In today’s case (Bergen v. Guliker) the Plaintiff vehicle was struck head on by the Defendant vehicle which was fleeig from police at the time of collision. The court noted that “Prior to the Collision, it was known that Mr. Guliker was suicidal, had stated an intention to jump into traffic to kill himself, and was a flight risk. When the RCMP first approached Mr. Guliker, he was parked at a chicken farm on Bustin Road. On sighting the RCMP, Mr. Guliker fled north on Bustin Road at a high rate of speed.”.
The Court found that the RCMP were in part responsible for the tragic collision. In reaching this conclusion Mr. Justice Savage provided the following reasons:
 Once Mr. Guliker accelerated down Bustin Road, it was obvious to the RCMP officers that Mr. Guliker’s sighting of their vehicles precipitated his flight. A proper risk assessment at this point would have alerted the officers to the significant public safety risk of chasing a suicidal individual who is determined to evade apprehension down unfamiliar rural roads at high rates of speed.
 Nevertheless, the officers commenced and continued a pursuit of Mr. Guliker up to the point of the Collision.

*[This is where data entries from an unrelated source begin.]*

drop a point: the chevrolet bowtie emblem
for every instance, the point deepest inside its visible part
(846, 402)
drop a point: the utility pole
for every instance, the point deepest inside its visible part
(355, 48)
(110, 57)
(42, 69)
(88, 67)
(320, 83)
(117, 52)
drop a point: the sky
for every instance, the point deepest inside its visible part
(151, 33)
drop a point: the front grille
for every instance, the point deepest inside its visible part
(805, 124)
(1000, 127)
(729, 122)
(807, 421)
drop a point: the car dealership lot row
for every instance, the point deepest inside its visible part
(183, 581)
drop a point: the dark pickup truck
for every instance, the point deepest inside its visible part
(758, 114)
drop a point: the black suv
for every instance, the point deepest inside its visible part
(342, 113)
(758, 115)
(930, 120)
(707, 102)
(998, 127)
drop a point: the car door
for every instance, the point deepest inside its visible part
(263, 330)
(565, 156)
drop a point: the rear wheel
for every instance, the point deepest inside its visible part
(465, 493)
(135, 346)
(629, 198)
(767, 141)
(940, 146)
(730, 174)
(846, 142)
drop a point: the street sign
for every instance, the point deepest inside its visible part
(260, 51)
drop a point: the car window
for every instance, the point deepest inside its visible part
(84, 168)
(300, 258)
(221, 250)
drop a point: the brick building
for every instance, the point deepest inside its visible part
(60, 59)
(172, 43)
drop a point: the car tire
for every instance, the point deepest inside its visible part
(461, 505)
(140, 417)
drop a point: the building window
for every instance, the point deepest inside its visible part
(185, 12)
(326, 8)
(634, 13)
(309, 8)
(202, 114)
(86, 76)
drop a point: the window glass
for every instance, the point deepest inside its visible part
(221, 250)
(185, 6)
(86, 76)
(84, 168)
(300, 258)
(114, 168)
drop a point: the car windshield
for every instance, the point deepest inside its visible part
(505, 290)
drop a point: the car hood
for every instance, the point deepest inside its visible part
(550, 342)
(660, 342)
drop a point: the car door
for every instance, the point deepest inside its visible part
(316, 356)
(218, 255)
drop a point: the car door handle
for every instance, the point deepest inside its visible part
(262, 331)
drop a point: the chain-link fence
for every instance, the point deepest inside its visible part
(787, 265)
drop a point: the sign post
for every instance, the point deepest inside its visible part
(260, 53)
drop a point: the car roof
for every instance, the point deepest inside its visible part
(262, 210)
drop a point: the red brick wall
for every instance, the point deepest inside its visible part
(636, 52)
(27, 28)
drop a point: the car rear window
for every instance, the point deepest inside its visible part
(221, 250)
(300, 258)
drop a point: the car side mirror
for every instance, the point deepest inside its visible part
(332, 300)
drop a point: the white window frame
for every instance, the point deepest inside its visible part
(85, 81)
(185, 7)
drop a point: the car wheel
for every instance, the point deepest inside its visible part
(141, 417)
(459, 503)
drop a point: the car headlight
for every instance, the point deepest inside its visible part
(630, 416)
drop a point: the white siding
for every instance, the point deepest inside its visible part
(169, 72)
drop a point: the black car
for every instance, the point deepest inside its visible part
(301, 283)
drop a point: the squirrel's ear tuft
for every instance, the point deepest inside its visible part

 To summarize, in my opinion Constables Huff and Brand failed to conduct a proper risk assessment at two critical times: (1) before deciding to proceed down Bustin Road without a plan in place that recognised the likelihood of Mr. Guliker fleeing in his vehicle, and (2) after proceeding down Bustin Road toward Mr. Guliker’s location and seeing him accelerate away. A proper first risk assessment would have precipitated the development of a plan to address the likelihood of Mr. Guliker fleeing. A proper second risk assessment would have called off the chase and considered other options.
 I find that Constables Huff and Brand did not act within the standard of a reasonable police officer, acting reasonably and within the statutory powers imposed upon them in the circumstances of this case. In the result, the RCMP officers breached their duty of care owed to the plaintiffs.